Looking Inside the Box
There wasn't anything in terms of surprises when I cracked open the plain brown cardboard box of this laptop. The box itself, as mentioned, was remarkably nondescript and the same can be said about the contents.
Aside from the G51Vx notebook itself, you get a standard (six-cell?) battery, the power supply and wall adapter cable, and a trio of installation discs. The three included discs are the recovery DVD for Windows Vista, the G60 notebook series driver and utility disc, and CyberLink Power2Go all media disc burning software.
Not a Laptop for Soccer Moms
When you go shopping for an affordable notebook option from companies like Toshiba and Dell, you usually end up with a machine that doesn't have much in the personality department. You may get a splash of color here or there, but it's unlikely you'd get anything that looks particularly fancy. The Asus G51Vx is quite different in this respect. The design styling is not unlike what you would expect from the Dell XPS line or a more expensive Alienware gaming notebook. Asus did some work to make the computer more aesthetically appealing to the gaming market.
The base is your regular matte black and it's mostly matte black on the inside too, but the top cover will help garner some street cred for you when you take it out at LAN parties and the like.

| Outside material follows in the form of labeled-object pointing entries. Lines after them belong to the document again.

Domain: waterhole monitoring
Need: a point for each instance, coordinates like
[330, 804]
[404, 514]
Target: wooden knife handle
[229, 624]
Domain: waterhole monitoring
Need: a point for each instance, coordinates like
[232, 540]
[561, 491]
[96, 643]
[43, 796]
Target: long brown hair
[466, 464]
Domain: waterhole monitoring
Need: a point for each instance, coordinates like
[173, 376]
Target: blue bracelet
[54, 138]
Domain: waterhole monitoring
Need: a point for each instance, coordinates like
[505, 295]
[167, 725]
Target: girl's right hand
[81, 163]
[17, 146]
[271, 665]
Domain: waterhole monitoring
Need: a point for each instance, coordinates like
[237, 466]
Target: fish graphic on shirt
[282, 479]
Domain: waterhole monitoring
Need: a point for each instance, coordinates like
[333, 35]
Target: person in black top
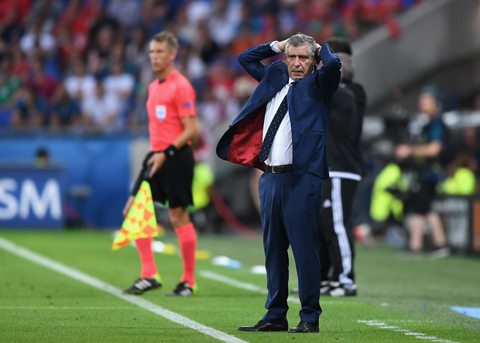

The glossy white cover looks great and it features an interesting design in the center as well. Not only that, but you get three bars of light that illuminate in a cool purple: two on the sides and one in the middle.
The G51Vx will never be confused for an ultra-portable. Tipping the scales at over seven pounds and measuring 14.6 x 10.3 x 1.6 inches, it's clearly not the smallest of the bunch, but this is par for the course when it comes to most gaming notebooks. At least it's not as massive as those 17-inch or 19-inch behemoths, right?